Sono in pochi ormai ad usare l’espressione “chjave di pajare” mentre, fino a qualche decennio fa, la si usava diffusamente nelle similitudini per indicare che qualcosa si è rivelato appropriato per un certo uso (“à jite ‘gni na chjave di pajare”). Quasi nessuno però sapeva esattamente di cosa si trattava. La maggior parte delle persone si accontentava di pensare ad uno strano strumento da utilizzare per aprire e chiudere un pagliaio. Per questo uso si pensava a un sistema di serraggio molto rudimentale, talmente semplice da adattarsi certamente alla specifica situazione. In realtà siamo quasi all’opposto!

Bisogna partire dall’identificazione del tipo di pagliaio di cui si parla.

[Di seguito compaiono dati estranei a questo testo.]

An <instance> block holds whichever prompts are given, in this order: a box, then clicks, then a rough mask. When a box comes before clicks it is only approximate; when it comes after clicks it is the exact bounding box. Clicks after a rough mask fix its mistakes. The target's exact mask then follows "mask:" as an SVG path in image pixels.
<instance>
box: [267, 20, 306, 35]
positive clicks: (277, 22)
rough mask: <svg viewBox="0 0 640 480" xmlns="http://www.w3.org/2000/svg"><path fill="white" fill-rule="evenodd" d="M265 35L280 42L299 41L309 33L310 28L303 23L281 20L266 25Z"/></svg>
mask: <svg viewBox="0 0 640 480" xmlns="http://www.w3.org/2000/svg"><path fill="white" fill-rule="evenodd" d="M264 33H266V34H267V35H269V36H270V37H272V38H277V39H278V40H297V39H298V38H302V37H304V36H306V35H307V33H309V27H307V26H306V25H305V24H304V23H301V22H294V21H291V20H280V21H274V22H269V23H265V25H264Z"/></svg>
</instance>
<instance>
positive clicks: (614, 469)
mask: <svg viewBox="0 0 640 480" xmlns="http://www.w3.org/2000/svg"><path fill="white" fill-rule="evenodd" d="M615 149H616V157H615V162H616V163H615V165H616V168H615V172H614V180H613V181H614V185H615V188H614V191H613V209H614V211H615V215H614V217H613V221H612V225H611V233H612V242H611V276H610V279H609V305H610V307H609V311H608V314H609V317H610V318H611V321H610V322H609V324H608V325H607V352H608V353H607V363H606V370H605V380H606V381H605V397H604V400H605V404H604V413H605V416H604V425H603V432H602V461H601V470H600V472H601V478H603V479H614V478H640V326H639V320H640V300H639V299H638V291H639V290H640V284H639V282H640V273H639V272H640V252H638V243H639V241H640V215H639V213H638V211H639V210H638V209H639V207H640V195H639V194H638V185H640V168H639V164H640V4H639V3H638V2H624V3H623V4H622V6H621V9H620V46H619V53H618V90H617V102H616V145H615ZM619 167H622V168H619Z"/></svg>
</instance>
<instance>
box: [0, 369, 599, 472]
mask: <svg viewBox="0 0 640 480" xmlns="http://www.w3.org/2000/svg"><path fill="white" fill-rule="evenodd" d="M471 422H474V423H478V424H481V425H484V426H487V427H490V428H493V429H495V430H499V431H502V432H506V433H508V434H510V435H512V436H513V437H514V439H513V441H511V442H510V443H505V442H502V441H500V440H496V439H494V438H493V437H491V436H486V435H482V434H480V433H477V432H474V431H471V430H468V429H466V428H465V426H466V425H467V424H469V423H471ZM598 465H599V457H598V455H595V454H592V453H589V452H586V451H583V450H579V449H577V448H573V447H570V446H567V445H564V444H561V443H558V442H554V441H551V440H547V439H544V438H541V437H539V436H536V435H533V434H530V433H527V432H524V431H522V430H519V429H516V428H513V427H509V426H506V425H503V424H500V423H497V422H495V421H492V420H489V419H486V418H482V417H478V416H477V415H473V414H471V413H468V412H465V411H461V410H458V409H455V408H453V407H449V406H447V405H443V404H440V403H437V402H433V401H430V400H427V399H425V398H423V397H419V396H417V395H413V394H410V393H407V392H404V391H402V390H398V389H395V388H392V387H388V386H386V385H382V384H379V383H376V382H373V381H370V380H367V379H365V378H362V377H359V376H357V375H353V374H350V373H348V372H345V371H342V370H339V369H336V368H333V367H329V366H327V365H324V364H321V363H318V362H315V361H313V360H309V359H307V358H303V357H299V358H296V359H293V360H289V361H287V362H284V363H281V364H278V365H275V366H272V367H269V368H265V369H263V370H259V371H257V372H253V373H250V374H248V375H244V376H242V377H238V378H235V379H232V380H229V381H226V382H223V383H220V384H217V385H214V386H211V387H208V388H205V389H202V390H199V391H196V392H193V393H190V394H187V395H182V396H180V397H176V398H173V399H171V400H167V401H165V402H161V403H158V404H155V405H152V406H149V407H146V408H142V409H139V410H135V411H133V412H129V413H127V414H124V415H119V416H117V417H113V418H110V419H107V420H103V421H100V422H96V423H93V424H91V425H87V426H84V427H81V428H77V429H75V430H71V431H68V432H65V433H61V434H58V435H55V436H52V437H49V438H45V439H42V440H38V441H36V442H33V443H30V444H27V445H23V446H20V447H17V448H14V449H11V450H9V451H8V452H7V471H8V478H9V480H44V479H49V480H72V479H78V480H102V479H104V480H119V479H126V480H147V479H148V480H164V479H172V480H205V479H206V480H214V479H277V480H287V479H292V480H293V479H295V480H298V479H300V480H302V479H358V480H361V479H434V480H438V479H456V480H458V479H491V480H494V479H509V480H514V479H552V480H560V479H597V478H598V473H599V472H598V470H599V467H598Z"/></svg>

Non si fa riferimento a quei cumuli di paglia o a quei rudimentali ripari che si continuano a vedere nelle nostre campagne, bensì a costruzioni in pietre a secco di forma grossolanamente emisferica (una specie di igloo di pietra) per proteggere la paglia e altro materiale dalle intemperie. Antiche costruzioni di questo tipo si vedono ancora nelle nostre montagne. La chiave in questione è la pietra che si usa nel punto più in alto della volta e riveste un fondamentale significato strutturale. Corrisponde alla chiave di volta di un arco ma non lavora in un solo piano, bensì a 360°, in tutte le direzioni intorno all’asse geometrico dell’opera. Questo comporta che essa deve incastrarsi perfettamente con tutte le pietre che la circondano e quindi la sua realizzazione richiede una grande precisione se si vuole che la cupola stia su.

Per questo motivo, dire che una cosa ha funzionato come una “chjave di pajare” significa che è risultata pienamente soddisfacente all’uso sotto tutti i punti di vista.